とはいえ、アミノ酸はいくら減らそうとしても酵母が供給源になってしまうため完全に排除することはできません。脱炭酸酵素は一部の選抜された酵母や乳酸菌を除いて生産することがわかっていますので、ブドウの果皮などを通しての微生物の混入を完全に阻害できないワイン造りにおいてはやはり完全に除去することは簡単ではありません。そこで重要になるのが、二酸化硫黄の適切な添加や清澄および濾過の実施による微生物や酵素の阻害です。
最近は二酸化硫黄の無添加を謳うナチュラルワインなどがブームになっていますが、一方でこうしたワインに含まれる生体アミンの量が相対的に多くなる傾向にあることが検証結果を通して報告されています。
生体アミンの含有量が多くなったからといって即座に人体への有害性が確認されるわけではありません。しかし生体アミンの許容量には個人差が大きく、なかには不耐性と呼ばれる、体質的にまったく受け付けられない事例も存在しています。生体アミンの含有量が多くなっている可能性がある場合、そのワインを造った人間が大丈夫だったからといって誰もが安心して飲めるワインとは言えなくなってしまうことに違いはありません。

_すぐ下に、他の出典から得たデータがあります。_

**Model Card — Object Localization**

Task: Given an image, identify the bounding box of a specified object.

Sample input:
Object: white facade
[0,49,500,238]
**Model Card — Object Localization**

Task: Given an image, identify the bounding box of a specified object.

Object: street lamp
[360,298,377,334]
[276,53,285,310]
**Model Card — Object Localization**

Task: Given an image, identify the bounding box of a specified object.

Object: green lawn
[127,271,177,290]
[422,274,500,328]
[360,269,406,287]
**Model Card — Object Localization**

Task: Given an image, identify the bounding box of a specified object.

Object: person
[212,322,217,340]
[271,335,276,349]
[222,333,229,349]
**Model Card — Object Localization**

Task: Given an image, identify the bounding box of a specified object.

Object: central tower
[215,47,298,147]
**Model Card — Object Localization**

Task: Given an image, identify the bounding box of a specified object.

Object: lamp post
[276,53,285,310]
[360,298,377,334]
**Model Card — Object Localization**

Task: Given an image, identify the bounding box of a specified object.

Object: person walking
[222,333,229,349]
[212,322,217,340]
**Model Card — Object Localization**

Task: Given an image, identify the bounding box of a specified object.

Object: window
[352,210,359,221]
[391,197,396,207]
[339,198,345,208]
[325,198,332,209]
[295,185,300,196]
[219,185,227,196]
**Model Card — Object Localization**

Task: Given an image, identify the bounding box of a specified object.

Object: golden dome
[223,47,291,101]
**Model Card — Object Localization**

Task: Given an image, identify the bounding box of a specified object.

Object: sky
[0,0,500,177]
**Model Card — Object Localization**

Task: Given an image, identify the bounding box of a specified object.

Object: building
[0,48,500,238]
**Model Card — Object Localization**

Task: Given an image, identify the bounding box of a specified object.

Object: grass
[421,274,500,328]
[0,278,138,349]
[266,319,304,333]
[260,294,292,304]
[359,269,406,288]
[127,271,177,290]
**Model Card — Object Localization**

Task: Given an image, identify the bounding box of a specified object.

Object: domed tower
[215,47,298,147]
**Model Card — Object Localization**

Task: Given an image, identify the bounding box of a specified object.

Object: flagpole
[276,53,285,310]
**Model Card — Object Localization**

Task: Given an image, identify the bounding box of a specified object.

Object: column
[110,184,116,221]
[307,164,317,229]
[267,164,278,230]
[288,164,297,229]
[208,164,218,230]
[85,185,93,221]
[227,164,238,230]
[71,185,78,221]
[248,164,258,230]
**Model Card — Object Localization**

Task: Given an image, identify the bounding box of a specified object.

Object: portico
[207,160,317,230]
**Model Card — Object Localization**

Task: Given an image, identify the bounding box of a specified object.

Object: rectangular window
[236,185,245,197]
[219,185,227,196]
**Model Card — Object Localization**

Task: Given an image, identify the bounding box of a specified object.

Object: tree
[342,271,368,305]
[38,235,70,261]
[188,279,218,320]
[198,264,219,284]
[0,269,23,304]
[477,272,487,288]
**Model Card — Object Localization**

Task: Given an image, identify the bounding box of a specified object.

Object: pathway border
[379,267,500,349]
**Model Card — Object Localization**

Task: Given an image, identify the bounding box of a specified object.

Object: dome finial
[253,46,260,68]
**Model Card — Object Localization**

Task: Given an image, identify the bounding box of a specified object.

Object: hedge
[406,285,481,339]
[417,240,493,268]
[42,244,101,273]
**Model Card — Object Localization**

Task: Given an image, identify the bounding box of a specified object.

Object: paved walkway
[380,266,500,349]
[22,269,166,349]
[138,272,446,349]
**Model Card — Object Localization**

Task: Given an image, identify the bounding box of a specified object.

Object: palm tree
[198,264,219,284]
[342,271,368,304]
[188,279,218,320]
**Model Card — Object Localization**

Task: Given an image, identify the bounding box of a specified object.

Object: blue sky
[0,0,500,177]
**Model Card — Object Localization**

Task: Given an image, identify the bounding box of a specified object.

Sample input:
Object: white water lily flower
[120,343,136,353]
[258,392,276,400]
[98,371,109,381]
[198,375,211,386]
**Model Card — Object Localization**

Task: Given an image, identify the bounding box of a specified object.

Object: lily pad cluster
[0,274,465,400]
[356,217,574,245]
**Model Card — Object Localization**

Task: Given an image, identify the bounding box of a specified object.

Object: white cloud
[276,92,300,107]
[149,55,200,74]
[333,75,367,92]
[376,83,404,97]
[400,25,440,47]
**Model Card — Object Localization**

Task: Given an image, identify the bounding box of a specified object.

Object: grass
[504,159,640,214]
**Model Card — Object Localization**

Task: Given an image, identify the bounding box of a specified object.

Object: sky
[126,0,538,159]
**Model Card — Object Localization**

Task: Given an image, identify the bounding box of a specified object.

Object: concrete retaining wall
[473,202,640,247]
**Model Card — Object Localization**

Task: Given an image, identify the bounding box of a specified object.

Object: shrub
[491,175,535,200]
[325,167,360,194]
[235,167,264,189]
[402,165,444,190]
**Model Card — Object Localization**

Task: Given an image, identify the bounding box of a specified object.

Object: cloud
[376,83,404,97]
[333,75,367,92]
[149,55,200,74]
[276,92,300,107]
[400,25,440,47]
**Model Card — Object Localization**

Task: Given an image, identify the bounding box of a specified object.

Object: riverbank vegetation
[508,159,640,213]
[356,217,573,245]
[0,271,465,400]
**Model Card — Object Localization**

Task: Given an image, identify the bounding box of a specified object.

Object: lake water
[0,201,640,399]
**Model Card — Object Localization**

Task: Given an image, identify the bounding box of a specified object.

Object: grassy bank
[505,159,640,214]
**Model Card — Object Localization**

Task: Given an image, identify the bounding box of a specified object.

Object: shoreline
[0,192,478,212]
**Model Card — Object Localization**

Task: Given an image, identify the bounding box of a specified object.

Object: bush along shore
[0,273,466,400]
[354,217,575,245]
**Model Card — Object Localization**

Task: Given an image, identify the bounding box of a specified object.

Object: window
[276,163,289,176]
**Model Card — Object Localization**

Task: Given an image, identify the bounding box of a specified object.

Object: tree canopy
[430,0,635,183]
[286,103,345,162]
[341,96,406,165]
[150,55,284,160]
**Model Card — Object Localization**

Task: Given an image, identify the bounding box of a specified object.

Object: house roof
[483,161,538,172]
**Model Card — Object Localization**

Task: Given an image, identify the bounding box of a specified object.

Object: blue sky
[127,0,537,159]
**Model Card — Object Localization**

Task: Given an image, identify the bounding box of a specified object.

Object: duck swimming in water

現状、ワインを含め食品に含まれる生体アミンの量には世界的な制限はなく、一部の国が自主的に規制値を設けているにすぎません。その規制値にしても、例えばヒスタミンの量でみるとドイツの2 mg/Lからスイスの10 mg/Lまで大きな差があります。OIVは明確な規制値を設けていない代わりに、生体アミンの含有量を下げるためのガイドラインを定めてこれを推奨しています。
ワインが人の口に入る食品である以上、わかっている有毒性を少しでも引き下げることは造り手の義務です。そこに造り手自身の嗜好や哲学が介入する余地は本来はありません。多くの人が生体アミンがどのようなもので、どうすることで増え、またどうすれば減らすことが出来るのかを知ることで、ワインの食品としての安全性を高めていくことが重要です。